オーストラリアの独立系映画であった『ミュリエルの結婚』が、世界中で高評価を受けたことについて、トニは「あの映画だけでなく、『プリシラ』や『ダンシング・ヒーロー』なども1990年代の前半にオーストラリアで製作され、世界中の映画ファンを魅了し、オーストラリア映画界が世界中に認識されたの。でも残念ながら、それ以降は、次から次へとヒット作品が生まれるような現象は起きていないわね。どれも、とても面白く、正直に描かれ、オリジナルな映画でもあったわ」と語る。
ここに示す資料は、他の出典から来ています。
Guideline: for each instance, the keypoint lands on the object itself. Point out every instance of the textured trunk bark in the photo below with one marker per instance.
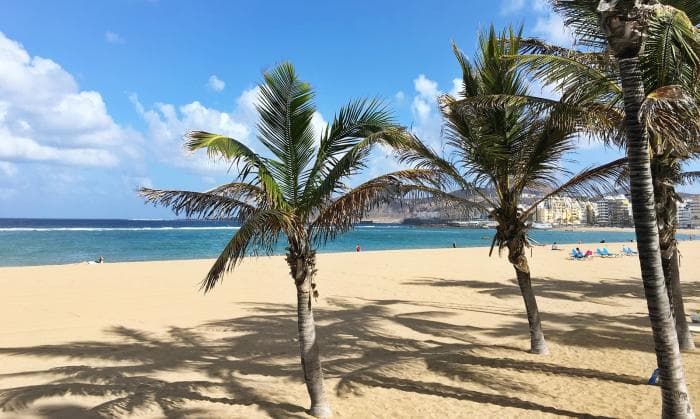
(666, 217)
(302, 269)
(675, 398)
(685, 337)
(516, 256)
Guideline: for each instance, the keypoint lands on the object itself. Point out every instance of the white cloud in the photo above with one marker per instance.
(551, 27)
(319, 124)
(167, 124)
(425, 87)
(8, 169)
(511, 6)
(427, 119)
(456, 87)
(216, 84)
(46, 118)
(548, 25)
(114, 38)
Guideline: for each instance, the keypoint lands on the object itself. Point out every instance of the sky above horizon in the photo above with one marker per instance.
(96, 96)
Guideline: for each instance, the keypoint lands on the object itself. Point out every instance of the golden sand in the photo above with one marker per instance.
(420, 334)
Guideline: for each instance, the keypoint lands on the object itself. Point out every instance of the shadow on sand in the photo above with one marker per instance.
(357, 350)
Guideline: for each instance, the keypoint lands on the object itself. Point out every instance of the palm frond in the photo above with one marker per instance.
(285, 106)
(355, 127)
(412, 151)
(260, 231)
(340, 215)
(238, 153)
(582, 17)
(688, 178)
(208, 205)
(577, 78)
(671, 53)
(470, 82)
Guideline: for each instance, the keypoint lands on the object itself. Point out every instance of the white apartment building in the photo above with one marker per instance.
(614, 211)
(683, 214)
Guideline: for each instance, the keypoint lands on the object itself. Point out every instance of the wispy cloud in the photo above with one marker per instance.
(114, 38)
(216, 84)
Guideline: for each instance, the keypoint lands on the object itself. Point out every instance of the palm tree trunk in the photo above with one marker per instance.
(675, 398)
(302, 267)
(671, 269)
(666, 214)
(516, 256)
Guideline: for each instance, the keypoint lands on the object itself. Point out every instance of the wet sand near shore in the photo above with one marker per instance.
(410, 333)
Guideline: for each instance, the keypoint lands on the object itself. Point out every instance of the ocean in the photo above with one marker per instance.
(45, 241)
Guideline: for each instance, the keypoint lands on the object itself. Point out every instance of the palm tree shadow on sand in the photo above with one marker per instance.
(359, 353)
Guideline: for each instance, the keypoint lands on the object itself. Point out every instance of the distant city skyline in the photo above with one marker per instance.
(96, 96)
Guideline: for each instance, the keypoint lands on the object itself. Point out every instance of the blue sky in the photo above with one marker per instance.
(95, 96)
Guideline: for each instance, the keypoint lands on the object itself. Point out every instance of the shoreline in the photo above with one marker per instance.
(564, 247)
(411, 333)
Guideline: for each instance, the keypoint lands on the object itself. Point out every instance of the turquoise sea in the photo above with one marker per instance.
(43, 241)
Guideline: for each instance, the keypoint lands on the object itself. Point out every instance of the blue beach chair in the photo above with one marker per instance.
(607, 253)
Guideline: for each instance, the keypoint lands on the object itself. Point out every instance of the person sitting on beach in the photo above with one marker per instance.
(101, 259)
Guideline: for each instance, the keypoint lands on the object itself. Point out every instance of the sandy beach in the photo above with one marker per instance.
(411, 333)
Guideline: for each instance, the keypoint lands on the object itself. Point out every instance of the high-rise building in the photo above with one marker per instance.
(683, 214)
(614, 211)
(694, 210)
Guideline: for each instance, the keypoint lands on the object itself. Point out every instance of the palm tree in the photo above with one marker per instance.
(502, 152)
(625, 25)
(589, 79)
(297, 190)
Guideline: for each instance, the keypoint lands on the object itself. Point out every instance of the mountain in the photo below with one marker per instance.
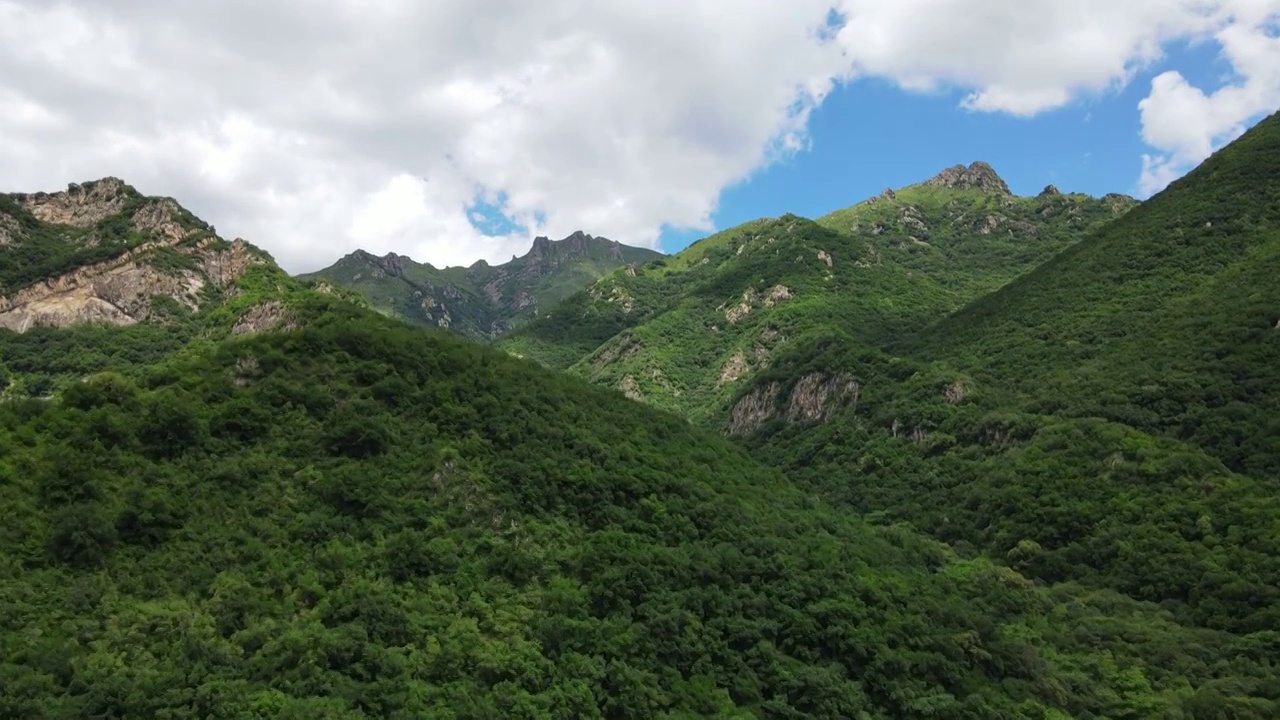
(103, 253)
(481, 300)
(269, 500)
(1166, 320)
(355, 518)
(686, 332)
(1109, 418)
(1098, 415)
(101, 277)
『ミュリエルの結婚』当時は20歳だった彼女は、同作への出演以降、人生が完全に変わったという。「今でも、女優を続けているなんて、あの頃は考えられなかったわ。『ミュリエルの結婚』は、主人公ミュリエルが型にはまっていない役柄で、そんな若い女性が友情によって困難を乗り越えながら、家族内の虐待もやめさせようとするの。それは、決して珍しい作品ではなかったと思うのだけれど、人々の心に作品の思いがしっかりと届いたのだと思うわ」と懐かしそうに振り返った。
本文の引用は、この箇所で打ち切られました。